The Director-General of the Securities and Exchange Commission (SEC), Dr. Emomotimi Agama, has disclosed the Commission’s plans to step up enforcement actions in 2026, following the enactment of the Investments and Securities Act (ISA) 2025.
Dr. Agama, according to a statement made available on Sunday, explained that the decision was part of efforts to strengthen investor confidence and market integrity, noting that the new law has expanded the Commission’s supervisory and enforcement powers.
According to him, the Commission would apply these powers “firmly and impartially” to address market abuse, insider dealing, fraudulent investment schemes, and other forms of misconduct in the capital market.
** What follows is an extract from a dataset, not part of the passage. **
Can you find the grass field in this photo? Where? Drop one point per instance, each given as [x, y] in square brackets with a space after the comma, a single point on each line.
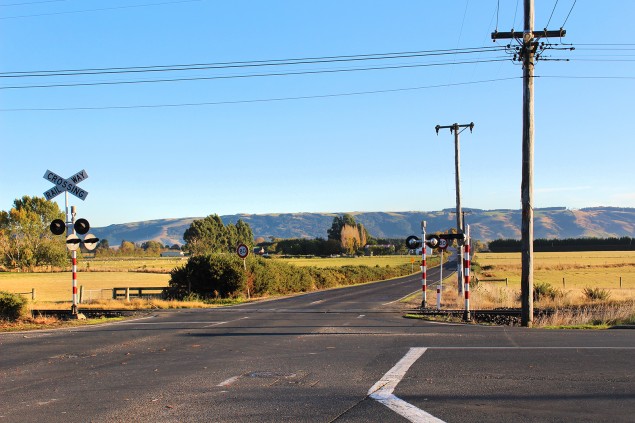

He stressed that enforcement actions will be guided by due process and the rule of law, adding that predictable and consistent regulation remains critical to building trust among investors.
“With the enactment of the Investments and Securities Act 2025, the Commission’s supervisory and enforcement framework has been strengthened. In 2026, the Commission will continue to apply these powers firmly and impartially”, he said.
He explained that the SEC’s enforcement push forms part of broader measures to strengthen market integrity, efficiency, and resilience, adding that confidence in the capital market depends on effective supervision and the consistent application of rules.
Beyond enforcement, the Commission, he stated, plans to advance regulatory efficiency through digitalisation, including streamlined approvals, automated filings, and improved disclosure processes.
“These measures are intended to reduce unnecessary frictions, improve regulatory responsiveness, and enhance transparency across the market”, he emphasized.
Agama also said the SEC would introduce enhanced disclosure standards, including environmental, social, and governance (ESG) reporting, alongside a structured recapitalisation and governance review of market intermediaries to ensure financial resilience and sound risk management.
On investor protection, the Director-General reaffirmed the Commission’s commitment to balancing broader market access with strong safeguards, particularly for retail investors and small and medium-sized enterprises (SMEs).
Looking ahead, Agama said the SEC remains focused on supporting Nigeria’s economic transition while maintaining market discipline.
“We will regulate not to stifle, but to catalyse. We will enforce not to punish, but to protect and build trust,” he said.
Agama stated that the SEC also plans to roll out a nationwide financial literacy programme in 2026 aimed at improving investor awareness and reducing vulnerability to fraudulent schemes.